For all the crown prince’s vaunted liberalising agenda, he still leads a repressive regime waging a brutal war abroad and beheading people at home. Given this, the embrace of investment by Silicon Valley’s liberal elite might be their biggest act of hypocrisy yet.
No such qualms are expected from the Trump administration. But these are sensitive industries — SoftBank has stakes in companies such as Nvidia, the leading chip company for artificial intelligence and virtual reality.
And stability is not guaranteed on either side. The Trump administration likes to blow hot and cold, even with allies; it has also made extensive use of its powers to block foreign investments, especially from China.

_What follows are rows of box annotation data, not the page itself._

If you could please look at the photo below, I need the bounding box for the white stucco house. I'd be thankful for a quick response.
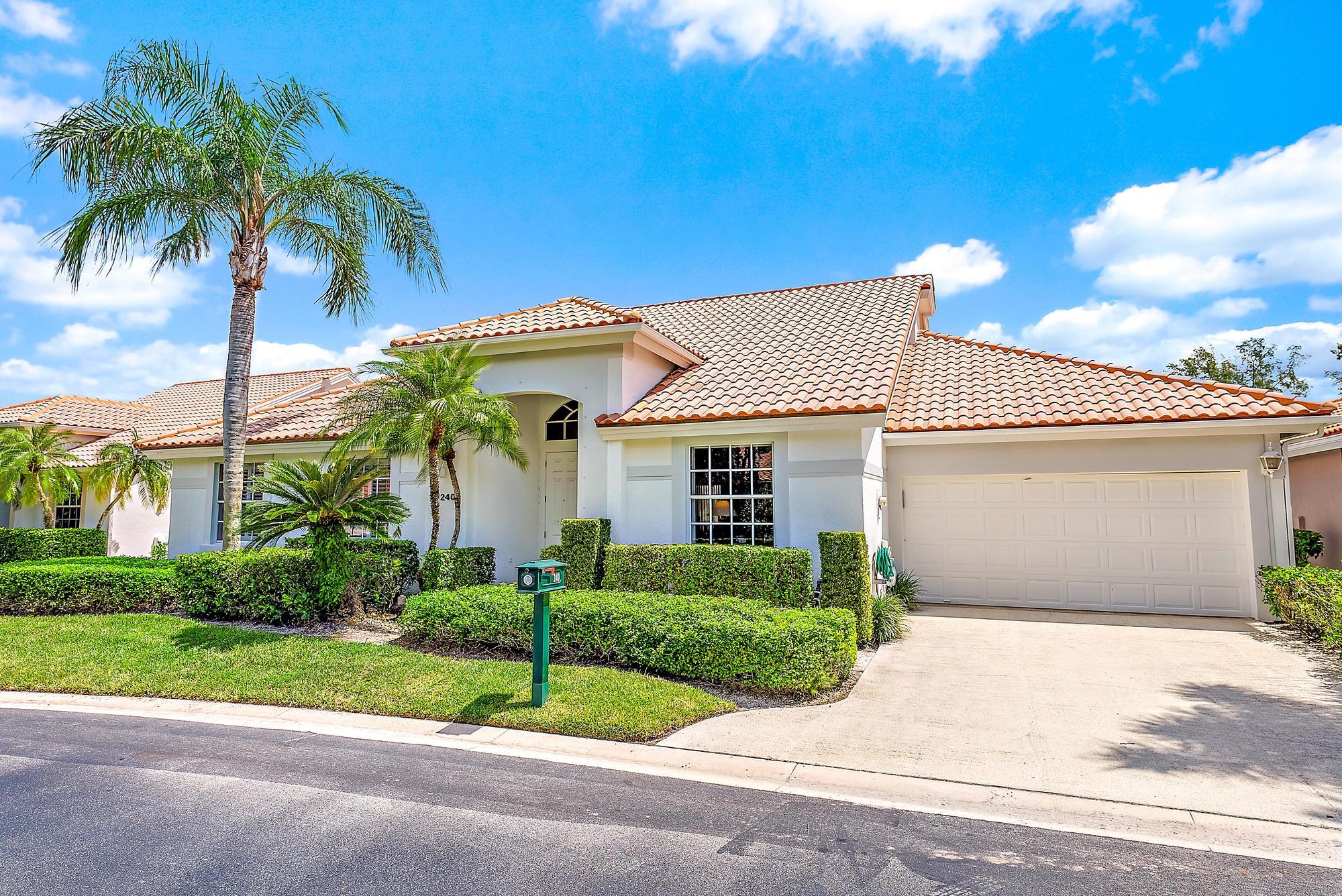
[0,368,357,557]
[142,276,1337,617]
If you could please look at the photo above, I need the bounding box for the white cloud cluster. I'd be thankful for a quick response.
[601,0,1133,71]
[894,239,1007,295]
[1072,125,1342,298]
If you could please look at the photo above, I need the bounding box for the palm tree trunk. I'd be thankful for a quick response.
[447,448,462,547]
[223,231,267,551]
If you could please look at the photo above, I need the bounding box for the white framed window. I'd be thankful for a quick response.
[690,444,773,547]
[215,464,264,542]
[56,488,83,528]
[545,401,578,441]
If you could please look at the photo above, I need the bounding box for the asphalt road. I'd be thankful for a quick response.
[0,710,1342,896]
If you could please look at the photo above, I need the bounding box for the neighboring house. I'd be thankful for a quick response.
[1286,427,1342,569]
[136,276,1335,616]
[0,368,356,555]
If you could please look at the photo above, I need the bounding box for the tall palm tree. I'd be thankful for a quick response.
[330,343,527,549]
[89,432,172,528]
[242,457,411,612]
[0,423,81,528]
[32,40,444,550]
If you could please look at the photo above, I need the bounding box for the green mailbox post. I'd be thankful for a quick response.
[517,561,569,707]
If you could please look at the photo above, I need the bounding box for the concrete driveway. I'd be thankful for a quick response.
[663,606,1342,826]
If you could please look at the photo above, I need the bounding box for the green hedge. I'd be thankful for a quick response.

From the Saudi side, it was striking this week that officials from the kingdom — annoyed by the Canadian foreign minister voicing support for jailed Saudi human rights activists — ordered their overseas asset managers to sell their Canadian equities, bonds and cash holdings, “no matter the cost”. How soon could they tire of a tech sector, which is slow to reciprocate with the hoped-for inward investment in Saudi Arabia. Whether this spending spree ends in boom, bust or fire sale, it will be something to behold.